A co do pytania ze wstępu, to owszem. Aktualnie mam ochotę na pianki jojo choć wcale ich nie lubię. Co ciekawe u mnie jest tak, że mam ogromną ochotę kupić właśnie taki nielubiany produkt, ale jak już go mam, to odkładam degustację w nieskończoność bo nagle wcale nie mam na nią chęci.
Łe, to ja w 99% przypadków też.
Co do wstępu, to u mnie odpowiedź to: niezupełnie. Nie ciągnie mnie do produktów nie dla mnie nigdy. Ale! Są takie, których kiedyś nie lubiłam i chcę sprawdzić, czy nadal nie lubię (kiedyś odczułam tak ogromną chęć zrobienia sałatki z selerem naciowym, ale nadal był paskudny). Ewentualnie sprawdzenie, czy ma u mnie szanse jakiś produkt zrobiony w nielubiany sposób, ale umiejętnie.
Teraz już nie, ale dawniej miałam, że były produkty potencjalnie nielubiane, ale tak dziwne, że chciałam spróbować.
Co do wafli (ale nie ryżowych) – one są przykładem produktu, który sprawdzałam, czy nadal i wszystkich nie lubię tak, jak myślałam. Te, które kupiłam uznałam właśnie za funkcjonalne (potrzebne mi do chyba nie moich produktów, których nie wiem, z czym innym można by spróbować).

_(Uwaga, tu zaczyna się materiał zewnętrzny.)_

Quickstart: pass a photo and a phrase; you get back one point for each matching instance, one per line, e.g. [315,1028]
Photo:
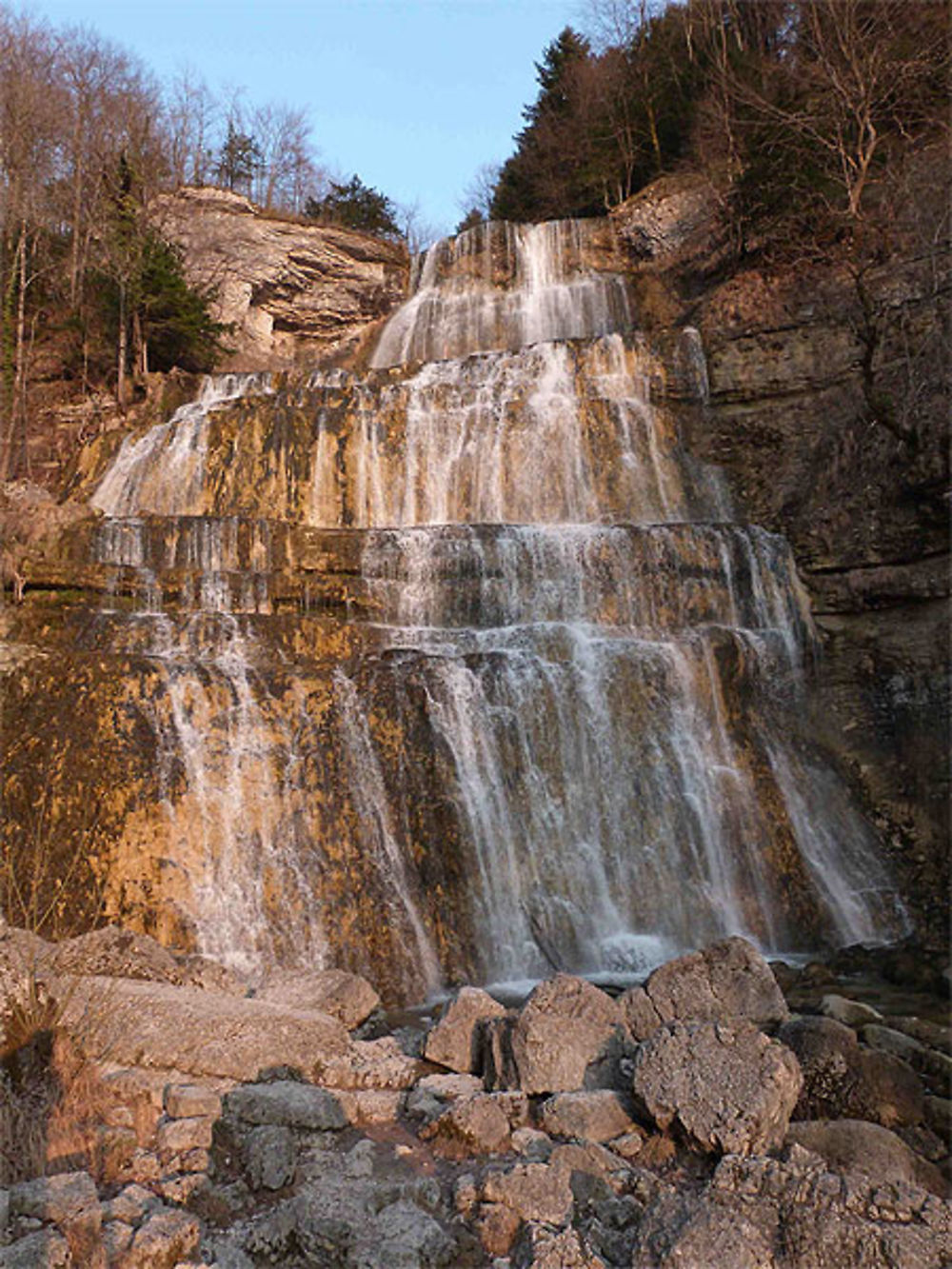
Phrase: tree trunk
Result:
[122,351]
[19,393]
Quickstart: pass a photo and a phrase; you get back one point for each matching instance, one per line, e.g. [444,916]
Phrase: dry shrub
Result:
[52,1100]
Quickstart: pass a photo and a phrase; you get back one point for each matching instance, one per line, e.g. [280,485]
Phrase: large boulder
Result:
[156,1024]
[346,997]
[727,1088]
[843,1081]
[565,1027]
[586,1116]
[855,1145]
[729,980]
[71,1203]
[292,292]
[453,1042]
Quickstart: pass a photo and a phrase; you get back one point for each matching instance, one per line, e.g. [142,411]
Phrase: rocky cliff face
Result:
[136,715]
[296,292]
[829,410]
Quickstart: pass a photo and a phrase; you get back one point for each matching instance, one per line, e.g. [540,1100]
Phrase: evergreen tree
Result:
[547,175]
[358,207]
[175,323]
[240,157]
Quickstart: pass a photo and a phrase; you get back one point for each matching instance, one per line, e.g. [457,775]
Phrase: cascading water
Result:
[558,618]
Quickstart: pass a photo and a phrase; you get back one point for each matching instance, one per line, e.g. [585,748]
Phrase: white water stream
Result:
[607,662]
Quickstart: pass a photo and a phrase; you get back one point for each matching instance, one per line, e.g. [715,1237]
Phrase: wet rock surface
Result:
[692,1164]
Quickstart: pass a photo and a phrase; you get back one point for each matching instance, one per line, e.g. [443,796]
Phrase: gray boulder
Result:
[270,1157]
[855,1145]
[453,1042]
[727,1088]
[286,1103]
[726,981]
[565,1027]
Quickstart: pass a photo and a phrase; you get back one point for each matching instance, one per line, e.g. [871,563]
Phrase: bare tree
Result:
[284,137]
[192,114]
[30,121]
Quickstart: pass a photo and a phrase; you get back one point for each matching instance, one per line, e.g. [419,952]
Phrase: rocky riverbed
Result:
[158,1112]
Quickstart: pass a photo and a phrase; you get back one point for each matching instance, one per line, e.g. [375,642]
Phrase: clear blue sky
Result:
[410,94]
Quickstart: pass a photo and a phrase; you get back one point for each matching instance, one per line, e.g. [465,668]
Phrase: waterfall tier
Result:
[464,669]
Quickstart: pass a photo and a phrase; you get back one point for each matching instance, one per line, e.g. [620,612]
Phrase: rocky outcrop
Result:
[295,292]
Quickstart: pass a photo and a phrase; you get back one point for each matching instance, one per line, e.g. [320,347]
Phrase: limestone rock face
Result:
[672,217]
[160,1025]
[729,980]
[727,1086]
[295,292]
[472,1126]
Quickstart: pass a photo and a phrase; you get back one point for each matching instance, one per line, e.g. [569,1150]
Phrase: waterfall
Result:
[548,711]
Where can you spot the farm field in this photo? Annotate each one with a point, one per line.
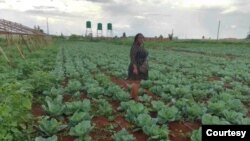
(77, 90)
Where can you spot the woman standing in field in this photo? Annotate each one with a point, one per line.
(138, 67)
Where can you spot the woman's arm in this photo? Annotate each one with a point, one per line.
(133, 59)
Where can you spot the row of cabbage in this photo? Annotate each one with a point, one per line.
(183, 81)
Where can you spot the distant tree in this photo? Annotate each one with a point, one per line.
(161, 37)
(170, 36)
(248, 36)
(124, 35)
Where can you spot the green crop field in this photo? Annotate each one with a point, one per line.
(77, 90)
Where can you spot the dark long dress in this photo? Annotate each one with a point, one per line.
(138, 56)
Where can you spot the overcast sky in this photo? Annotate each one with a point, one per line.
(187, 18)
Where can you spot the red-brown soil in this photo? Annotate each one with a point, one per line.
(115, 104)
(100, 121)
(66, 138)
(37, 110)
(98, 134)
(67, 98)
(153, 114)
(140, 136)
(122, 122)
(182, 131)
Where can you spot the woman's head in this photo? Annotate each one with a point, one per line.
(139, 39)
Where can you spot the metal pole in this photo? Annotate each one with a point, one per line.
(218, 31)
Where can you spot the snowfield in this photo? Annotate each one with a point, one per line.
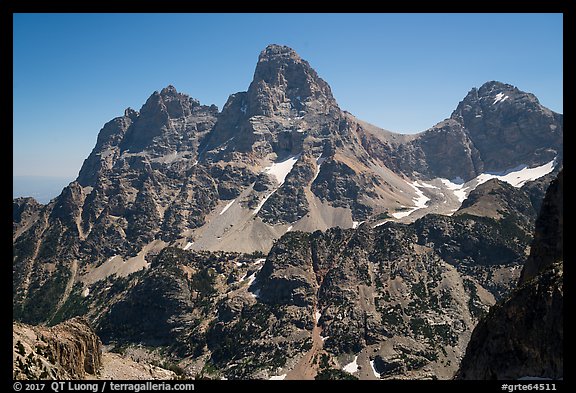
(376, 373)
(420, 202)
(352, 367)
(188, 245)
(519, 175)
(281, 169)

Ogólnie nie lubię takiej typowo średniej półki. Jak mam jeść coś słodkiego z niej, wolę wcale.
O selerze naciowym pisałam już, że bardzo lubię po dodaniu do sosu serowo-pieczarkowego Winiary podczas gotowania. Surowy jest makabryczny. Natomiast ostatnio byłam w szoku, bo chyba zaczął mi smakować seler w korzeniu. Zawsze mnie od niego brało na wymioty, tymczasem z mieszanki warzyw to jego wyjadałam z największą przyjemnością.
Ja z kolei jadłam raz czy dwa takie dania, gdzie seler w połączeniu z pomidorami etc. mi nie przeszkadzał. Był jednak jakoś uduszony i rozszedł się.
Korzeń selera z kolei ja zawsze lubiłam. Uwielbiałam gęste zupy Mamy warzywne z marchwi, selera-korzenia, pora, korzenia pietruszki jak byłam mała. Por to kolejne warzywo, które tylko takim kremie czy mocno wmieszany w coś uważam za ok. Surowy (np. kiedyś dodali mi do w sushi) bardzo na nie.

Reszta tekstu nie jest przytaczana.